From a short-lived Answer by MikeC, it is now known that the data contains non-preferred signs (that is, it can contain A through F in the low-order half-byte, whereas a preferred sign would be C (positive) or D (negative). F is unsigned, treated as positive.
This is tested with DFSORT. It should work with SyncSORT. Turns out that DFSORT can understand a negative packed-decimal zero, but it will not create a negative packed-decimal zero (it will allow a zoned-decimal negative zero to be created from a negative zero packed-decimal).
The idea is that a non-preferred sign is valid and will be accurately signed for input to a decimal machine instruction, but the result will always be a preferred sign, and will be correct. So by adding zero first, the field gets turned into a preferred sign and then the test for -1 will work as expected. With data in the sign-nybble for packed-decimal fields, SORT has some specific and documented behaviours, which just don't happen to help here.
Since there is only one value to deal with to become the negative zero, X'0C', after the normalisation of signs already done, there is a simple test and replacement with a constant of X'0D' for the negative zero. Since the negative zero will not work, the second test is changed from the original minus one to zero.

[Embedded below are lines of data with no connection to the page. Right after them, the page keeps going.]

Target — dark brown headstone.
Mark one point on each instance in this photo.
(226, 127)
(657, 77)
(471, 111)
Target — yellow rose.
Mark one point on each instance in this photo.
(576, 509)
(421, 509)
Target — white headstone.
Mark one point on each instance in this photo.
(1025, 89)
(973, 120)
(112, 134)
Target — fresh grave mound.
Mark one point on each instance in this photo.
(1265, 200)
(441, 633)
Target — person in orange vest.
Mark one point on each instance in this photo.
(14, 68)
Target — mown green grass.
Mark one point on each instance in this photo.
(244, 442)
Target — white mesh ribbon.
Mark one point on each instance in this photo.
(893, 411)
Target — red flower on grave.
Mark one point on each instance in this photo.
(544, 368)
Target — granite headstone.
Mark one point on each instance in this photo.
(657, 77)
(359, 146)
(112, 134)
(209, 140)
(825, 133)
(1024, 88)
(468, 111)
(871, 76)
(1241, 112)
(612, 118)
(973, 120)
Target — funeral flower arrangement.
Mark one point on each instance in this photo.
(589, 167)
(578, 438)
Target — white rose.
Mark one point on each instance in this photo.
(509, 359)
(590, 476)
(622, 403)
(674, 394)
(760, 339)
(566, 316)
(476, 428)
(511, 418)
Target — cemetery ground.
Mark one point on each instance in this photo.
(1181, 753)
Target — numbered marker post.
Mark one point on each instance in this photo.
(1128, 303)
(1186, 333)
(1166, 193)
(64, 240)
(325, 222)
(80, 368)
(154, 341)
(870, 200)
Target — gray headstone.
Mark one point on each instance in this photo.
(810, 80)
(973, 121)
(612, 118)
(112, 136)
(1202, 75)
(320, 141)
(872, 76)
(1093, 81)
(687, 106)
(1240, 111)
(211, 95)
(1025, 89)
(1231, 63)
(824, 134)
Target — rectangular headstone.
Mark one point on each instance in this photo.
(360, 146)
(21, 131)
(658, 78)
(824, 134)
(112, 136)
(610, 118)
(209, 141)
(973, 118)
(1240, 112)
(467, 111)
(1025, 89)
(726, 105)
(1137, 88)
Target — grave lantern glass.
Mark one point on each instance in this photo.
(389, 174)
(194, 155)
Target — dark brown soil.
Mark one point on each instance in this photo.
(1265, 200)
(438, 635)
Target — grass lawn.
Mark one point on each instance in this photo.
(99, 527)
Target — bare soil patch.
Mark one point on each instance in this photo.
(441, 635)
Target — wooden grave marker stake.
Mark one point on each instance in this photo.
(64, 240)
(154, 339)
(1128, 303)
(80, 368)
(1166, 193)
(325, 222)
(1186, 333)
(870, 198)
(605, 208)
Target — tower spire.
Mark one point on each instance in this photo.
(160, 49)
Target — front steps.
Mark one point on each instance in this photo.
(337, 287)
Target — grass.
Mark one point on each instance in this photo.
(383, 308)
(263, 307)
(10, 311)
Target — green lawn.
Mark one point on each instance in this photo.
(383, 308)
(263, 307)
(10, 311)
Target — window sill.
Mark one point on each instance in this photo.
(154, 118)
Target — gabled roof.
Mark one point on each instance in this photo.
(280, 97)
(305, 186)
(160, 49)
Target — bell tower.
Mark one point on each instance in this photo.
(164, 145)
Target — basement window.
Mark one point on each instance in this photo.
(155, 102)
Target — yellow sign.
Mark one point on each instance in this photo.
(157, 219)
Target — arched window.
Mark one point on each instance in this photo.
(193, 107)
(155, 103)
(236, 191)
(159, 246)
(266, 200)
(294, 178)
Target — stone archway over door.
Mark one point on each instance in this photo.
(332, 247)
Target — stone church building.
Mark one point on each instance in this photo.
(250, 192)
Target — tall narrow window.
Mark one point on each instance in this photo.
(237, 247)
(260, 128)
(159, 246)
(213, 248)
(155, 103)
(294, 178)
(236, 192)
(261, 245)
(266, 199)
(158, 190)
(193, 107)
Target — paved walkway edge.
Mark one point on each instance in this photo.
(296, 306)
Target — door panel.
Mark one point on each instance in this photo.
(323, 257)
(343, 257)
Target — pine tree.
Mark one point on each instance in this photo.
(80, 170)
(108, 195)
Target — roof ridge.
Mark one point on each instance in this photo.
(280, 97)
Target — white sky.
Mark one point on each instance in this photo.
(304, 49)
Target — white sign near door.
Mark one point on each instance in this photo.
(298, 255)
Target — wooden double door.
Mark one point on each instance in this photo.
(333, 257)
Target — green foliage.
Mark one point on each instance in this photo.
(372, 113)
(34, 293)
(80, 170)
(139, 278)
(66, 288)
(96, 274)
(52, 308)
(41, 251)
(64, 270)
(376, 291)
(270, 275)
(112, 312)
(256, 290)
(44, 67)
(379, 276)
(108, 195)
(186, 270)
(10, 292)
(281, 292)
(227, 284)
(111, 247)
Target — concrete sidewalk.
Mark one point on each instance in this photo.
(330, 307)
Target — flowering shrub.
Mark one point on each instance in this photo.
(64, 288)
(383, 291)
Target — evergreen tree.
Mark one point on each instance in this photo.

With non-preferred signs in the data:
SORT FIELDS=COPY
INREC IFTHEN=(WHEN=INIT,
OVERLAY=(32:+0,ADD,32,1,PD,TO=PD,LENGTH=1)),
IFTHEN=(WHEN=(32,1,CH,EQ,X'0C'),
OVERLAY=(32:X'0D')),
IFTHEN=(WHEN=(32,1,PD,GT,0),
OVERLAY=(32:+0,SUB,32,1,PD,TO=PD,LENGTH=1))
With preferred signs in the data:
SORT FIELDS=COPY
INREC IFTHEN=(WHEN=(32,1,CH,EQ,X'0C'),
OVERLAY=(32:X'0D')),
IFTHEN=(WHEN=(32,1,PD,GT,0),
OVERLAY=(32:+0,SUB,32,1,PD,TO=PD,LENGTH=1))
Note: If non-preferred signs are stuffed through a COBOL program not using compiler option NUMPROC(NOPFD) then results will be "interesting".